Blue Owl BDC's CEO Craig Packer speaks during an interview with CNBC on the floor at the New York Stock Exchange (NYSE) in New York City, U.S., Nov. 19, 2025.
The latest tremor in the private credit world involved a deal that should've been reassuring to markets.
Blue Owl , a direct lender specializing in loans to the software industry, said Wednesday it had sold $1.4 billion of its loans to institutional investors at 99.7% of par value.
That means sophisticated players scrutinized the loans and the companies involved and felt comfortable paying nearly full price for the debt, a message that Blue Owl co-President Craig Packer sought to convey in interviews several times this week.
But instead of calming markets, it sent shares of Blue Owl and other alternative asset managers diving on fears of what could follow.

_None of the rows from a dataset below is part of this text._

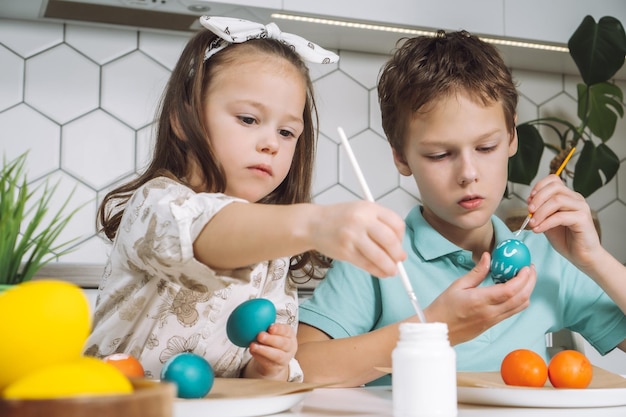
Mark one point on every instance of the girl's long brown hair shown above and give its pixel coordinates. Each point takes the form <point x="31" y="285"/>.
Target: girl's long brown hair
<point x="181" y="136"/>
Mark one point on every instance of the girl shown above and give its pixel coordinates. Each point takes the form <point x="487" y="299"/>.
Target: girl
<point x="223" y="214"/>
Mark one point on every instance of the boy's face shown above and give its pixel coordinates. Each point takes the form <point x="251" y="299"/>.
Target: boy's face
<point x="458" y="153"/>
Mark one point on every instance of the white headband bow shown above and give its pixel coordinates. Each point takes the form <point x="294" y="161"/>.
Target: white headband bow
<point x="231" y="30"/>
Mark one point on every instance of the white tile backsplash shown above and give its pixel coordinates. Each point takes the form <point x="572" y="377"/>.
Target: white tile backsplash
<point x="82" y="100"/>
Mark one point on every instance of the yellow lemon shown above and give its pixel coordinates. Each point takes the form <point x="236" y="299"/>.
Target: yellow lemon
<point x="85" y="376"/>
<point x="43" y="322"/>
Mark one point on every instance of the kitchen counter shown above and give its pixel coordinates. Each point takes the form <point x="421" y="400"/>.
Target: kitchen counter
<point x="377" y="402"/>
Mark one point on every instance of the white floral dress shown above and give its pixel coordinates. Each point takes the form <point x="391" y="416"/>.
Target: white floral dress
<point x="156" y="300"/>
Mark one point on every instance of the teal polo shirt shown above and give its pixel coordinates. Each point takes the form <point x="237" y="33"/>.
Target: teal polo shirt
<point x="349" y="301"/>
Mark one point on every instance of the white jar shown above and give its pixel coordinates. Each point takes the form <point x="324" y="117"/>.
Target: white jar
<point x="424" y="372"/>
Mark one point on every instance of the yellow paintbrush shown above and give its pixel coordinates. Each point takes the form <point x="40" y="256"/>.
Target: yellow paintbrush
<point x="557" y="173"/>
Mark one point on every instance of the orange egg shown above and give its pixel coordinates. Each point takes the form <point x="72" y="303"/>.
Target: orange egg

That's because as part of the asset sale, Blue Owl announced it was replacing voluntary quarterly redemptions with mandated "capital distributions" funded by future asset sales, earnings or other transactions.
"The optics are bad, even if the loan book is fine," Brian Finneran of Truist Securities wrote in commentary circulated Thursday. "Most investors are interpreting the sales to mean that redemptions accelerated and led to forced sales of higher quality assets to meet requests."
Blue Owl's move was widely interpreted as the firm halting redemptions from a fund under pressure, even as Packer pointed out investors would get about 30% of their money back by March 31, far more than the 5% allowed under its previous quarterly schedule.
"We're not halting redemptions, we're just changing the form," Packer told CNBC on Friday. "If anything, we're accelerating redemptions."